7.75 x 10.25 hardcover book with 201 pages and 263 images, including plans, diagrams, photographs and color plates.  Book design and typography by Max Huber. The first monograph on the multi-talented Italian architect/designer Ignazio Gardella; includes apartment and office buildings, residences and a variety of public structures, all linked by the architect's inventive integration of Rationalist principles and traditional styles.

Includes work from architecture competitions such as the Extension of the Villa Borletti in Milan [1933-36]; Progetto di concorso per la torre littoria di Piazza del Duomo a Milan [1934]; the Dispensario Antitubercolare di Alessandria [1934-38]; and The Milano-Verde (Green Milan) Plan (with the Casabella group, including Franco Albini, Giuseppe Pagano e Giovanni Romano) [1944 ]. Also includes projects such as the Padiglione d'Arte Contemporanea in Milan [1947]; Case ''Borsalino'' in Alessandria [1952]; Casa alle Zattere in Venice [1953-58];  Mensa Olivetti in Ivrea [1958]; and many others.

Ignazio Gardella [1905 - 1999] was an Italian architect and designer who played an important role in the creation of the Italian Modern Movement. In 1947 he founded the Azucena Agency with Luigi Caccia Dominioni, designing primarily decorative furniture objects.
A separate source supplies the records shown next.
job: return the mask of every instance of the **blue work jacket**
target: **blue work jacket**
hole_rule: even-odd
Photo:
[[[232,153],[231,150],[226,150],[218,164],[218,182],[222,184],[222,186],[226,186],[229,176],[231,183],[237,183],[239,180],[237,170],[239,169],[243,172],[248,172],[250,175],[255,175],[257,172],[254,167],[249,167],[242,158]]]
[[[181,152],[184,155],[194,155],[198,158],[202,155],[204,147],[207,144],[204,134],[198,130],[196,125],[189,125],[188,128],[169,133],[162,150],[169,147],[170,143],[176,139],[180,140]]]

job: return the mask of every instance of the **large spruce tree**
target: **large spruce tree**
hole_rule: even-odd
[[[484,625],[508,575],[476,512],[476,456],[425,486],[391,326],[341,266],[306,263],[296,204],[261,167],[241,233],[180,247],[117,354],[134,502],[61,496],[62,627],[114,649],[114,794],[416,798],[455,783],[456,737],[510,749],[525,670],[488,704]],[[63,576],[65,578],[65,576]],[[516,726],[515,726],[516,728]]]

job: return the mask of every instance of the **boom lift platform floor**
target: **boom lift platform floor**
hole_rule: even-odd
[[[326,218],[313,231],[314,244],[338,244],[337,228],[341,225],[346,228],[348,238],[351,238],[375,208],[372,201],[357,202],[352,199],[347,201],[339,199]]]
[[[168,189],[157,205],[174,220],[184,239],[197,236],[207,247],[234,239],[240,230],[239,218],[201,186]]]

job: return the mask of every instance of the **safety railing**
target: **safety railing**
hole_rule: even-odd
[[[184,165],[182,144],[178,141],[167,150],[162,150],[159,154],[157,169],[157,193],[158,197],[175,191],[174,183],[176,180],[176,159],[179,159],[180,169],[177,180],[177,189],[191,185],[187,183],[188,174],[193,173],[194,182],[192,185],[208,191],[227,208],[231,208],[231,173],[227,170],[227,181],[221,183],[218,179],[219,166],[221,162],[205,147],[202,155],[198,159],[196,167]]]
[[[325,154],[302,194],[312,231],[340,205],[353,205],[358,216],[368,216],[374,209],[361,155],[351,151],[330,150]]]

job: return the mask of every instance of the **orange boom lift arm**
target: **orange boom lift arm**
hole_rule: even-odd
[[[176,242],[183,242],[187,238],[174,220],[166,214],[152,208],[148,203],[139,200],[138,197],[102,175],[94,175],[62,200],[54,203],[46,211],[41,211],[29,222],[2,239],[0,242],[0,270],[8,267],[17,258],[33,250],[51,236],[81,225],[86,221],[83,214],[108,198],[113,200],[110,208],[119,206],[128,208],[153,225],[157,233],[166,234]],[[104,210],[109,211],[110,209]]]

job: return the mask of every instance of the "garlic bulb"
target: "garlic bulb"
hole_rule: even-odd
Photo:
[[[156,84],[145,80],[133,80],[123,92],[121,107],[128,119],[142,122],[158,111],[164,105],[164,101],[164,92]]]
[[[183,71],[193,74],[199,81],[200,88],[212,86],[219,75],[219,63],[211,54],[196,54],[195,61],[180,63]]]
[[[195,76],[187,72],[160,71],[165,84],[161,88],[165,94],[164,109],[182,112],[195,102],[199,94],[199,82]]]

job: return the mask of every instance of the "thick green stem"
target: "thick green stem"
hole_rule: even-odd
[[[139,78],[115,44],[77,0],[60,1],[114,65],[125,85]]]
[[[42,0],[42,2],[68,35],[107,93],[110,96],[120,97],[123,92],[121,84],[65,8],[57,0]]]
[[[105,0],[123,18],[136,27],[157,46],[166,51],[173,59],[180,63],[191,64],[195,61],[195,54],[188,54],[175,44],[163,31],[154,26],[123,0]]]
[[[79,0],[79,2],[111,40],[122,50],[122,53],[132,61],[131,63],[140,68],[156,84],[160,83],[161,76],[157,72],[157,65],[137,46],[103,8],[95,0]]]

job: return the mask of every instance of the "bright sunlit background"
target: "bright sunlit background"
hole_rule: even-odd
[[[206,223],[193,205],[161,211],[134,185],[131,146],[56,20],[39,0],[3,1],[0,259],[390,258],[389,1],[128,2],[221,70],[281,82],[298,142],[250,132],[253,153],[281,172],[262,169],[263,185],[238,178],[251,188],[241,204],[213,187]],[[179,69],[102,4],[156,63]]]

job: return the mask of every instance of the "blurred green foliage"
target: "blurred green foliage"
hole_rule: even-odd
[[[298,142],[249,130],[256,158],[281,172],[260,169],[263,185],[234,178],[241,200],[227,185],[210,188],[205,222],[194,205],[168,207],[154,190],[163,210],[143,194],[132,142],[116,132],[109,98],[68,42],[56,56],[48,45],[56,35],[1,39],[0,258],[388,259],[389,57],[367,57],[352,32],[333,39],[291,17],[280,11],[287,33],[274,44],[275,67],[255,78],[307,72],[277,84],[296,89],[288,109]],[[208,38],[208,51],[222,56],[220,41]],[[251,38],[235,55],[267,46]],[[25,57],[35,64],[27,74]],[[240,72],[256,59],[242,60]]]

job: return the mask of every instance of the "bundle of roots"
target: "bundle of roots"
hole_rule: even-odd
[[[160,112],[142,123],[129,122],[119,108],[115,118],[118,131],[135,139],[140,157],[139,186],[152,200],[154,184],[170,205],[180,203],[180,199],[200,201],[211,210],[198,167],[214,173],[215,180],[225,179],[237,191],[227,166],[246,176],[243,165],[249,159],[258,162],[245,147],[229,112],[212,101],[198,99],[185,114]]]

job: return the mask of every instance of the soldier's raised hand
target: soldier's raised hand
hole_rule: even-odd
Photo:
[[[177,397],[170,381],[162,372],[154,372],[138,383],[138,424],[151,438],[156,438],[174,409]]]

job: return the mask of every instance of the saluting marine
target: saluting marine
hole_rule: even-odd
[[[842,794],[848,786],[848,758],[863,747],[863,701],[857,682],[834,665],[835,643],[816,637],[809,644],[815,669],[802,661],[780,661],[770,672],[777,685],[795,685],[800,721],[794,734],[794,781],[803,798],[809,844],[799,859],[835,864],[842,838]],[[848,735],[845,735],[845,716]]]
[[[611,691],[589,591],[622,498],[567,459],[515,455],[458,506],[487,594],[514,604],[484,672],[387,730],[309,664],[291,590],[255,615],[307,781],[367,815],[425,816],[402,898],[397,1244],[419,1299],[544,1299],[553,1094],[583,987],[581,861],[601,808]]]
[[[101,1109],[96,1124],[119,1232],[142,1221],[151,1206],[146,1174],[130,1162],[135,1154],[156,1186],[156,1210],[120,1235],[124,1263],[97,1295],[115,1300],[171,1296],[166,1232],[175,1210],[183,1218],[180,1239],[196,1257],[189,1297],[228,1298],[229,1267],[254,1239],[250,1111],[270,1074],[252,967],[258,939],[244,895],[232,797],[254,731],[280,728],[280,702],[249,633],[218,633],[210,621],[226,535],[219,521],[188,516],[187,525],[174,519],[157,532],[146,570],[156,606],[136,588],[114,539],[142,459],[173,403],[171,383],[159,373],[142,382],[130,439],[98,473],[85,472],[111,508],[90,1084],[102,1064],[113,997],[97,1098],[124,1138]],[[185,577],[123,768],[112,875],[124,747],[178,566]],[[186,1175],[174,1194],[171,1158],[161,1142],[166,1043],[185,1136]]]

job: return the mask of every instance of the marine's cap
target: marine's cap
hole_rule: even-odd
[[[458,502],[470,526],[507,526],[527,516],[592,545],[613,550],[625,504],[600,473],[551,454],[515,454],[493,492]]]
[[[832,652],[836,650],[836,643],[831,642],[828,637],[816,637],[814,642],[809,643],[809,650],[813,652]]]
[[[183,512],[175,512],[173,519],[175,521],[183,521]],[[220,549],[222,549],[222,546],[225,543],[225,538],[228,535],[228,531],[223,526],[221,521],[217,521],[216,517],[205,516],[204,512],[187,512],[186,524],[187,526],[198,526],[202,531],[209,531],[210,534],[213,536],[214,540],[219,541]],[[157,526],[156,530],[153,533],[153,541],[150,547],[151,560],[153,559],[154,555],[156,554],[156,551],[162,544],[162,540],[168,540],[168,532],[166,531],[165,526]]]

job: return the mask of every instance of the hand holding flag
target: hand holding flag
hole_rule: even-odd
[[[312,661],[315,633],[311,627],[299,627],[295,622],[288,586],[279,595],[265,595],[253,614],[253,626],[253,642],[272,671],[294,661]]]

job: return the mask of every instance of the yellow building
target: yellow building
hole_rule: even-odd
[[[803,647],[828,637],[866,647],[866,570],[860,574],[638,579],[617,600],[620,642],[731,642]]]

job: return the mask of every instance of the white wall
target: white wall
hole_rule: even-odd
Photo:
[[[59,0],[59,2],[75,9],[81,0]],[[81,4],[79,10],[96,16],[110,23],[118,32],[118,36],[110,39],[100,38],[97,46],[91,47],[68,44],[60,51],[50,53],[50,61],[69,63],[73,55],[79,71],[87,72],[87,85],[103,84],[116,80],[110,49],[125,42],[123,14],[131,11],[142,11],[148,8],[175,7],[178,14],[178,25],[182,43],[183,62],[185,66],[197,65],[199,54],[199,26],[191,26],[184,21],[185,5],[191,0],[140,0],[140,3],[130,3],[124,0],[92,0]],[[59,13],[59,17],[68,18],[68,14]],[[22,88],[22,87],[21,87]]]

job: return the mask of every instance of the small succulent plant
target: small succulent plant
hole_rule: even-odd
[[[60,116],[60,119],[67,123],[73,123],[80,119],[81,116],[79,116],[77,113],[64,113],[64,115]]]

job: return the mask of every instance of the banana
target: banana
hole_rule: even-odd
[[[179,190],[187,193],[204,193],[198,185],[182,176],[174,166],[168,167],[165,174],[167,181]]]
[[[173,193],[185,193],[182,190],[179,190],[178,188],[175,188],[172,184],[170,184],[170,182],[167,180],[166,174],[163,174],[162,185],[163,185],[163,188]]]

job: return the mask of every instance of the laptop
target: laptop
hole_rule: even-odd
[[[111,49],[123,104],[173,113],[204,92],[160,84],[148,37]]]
Gardella also produced an enormous quantity of architecture, always adapting to changing architectural tendencies, often anticipating them, but always containing divergent elements. Gardella is one of the Italian Rationalists, but his use of local construction techniques, like the famous brick screen of the Dispensario in Alessandria (1934–38), makes him in some ways a heretic. In the 1950s he came closer to regionalist currents, but his buildings also maintained an abstraction that distanced them from the most famous works of Neoliberty or Neorealism.

"He was a splendid mix; he had irrepressible natural talent and a faultless drawing hand; he possessed the lively candour of the eternal child; he was a true product of the Swiss School; he loved innovatory research; he boasted a lively curiosity, being quick to latch on - not without irony - to the most unpredictable ideas, and he worked with the serious precision of the first-rate professional." -- Giampiero Bosoni from MAX HUBER  [Phaidon Press, 2006]

Max Huber [1919 - 1992] moved to Milan in order to avoid being drafted into the Swiss army. He worked for Studio Boggeri until Italy joined the war in 1941, forcing Huber to return to his home country where he collaborated with Werner Bischof and Emil Schultness on the influential art magazine 'Du.' As a member of the art group Allianz he exhibits his abstract artwork at the Kunsthaus Zurich with Max Bill, Leo Leuppi, Richard Lohse and Camille Graeser.

After the war Huber returned to Milan where he rubbed shoulders with the postwar Italian intelligentsia [Cesare Pavese, Natalia Ginzburg, Elio Vittorini, Franco Fortini, Ettore Sottsass, Achille Castiglioni and Albe Steiner] all who shared the belief that design had the capacity to restore the human values misplaced during the war.

From 1950 to 1954 Huber worked for the department store La Rinascente, also known as "Elle Erre", the time Albert Steiner was art director of their Advertising Office. The two also worked on the VIII Triennale di Milano. With Achille Castiglioni he designed large-scale installations for RAI, Eni and Montecatini. In 1954 Huber was awarded the prestigious Compasso dπOro and in 1958 he travels to the US as a speaker to the First International Seminar on Typography (New York Art Directors Club).

In 1965 the Nippon Design Committee organized an exhibition of Huber's work at Matsuya Design Gallery in Tokyo. This trip established close ties with Japan that culminated with his marriage to the artist and illustrator Aoi Kono. Kono was instrumental in the development of m.a.x.museo, a museum dedicated to his name and preserving his personal archive, that opened in Chiasso in 2005.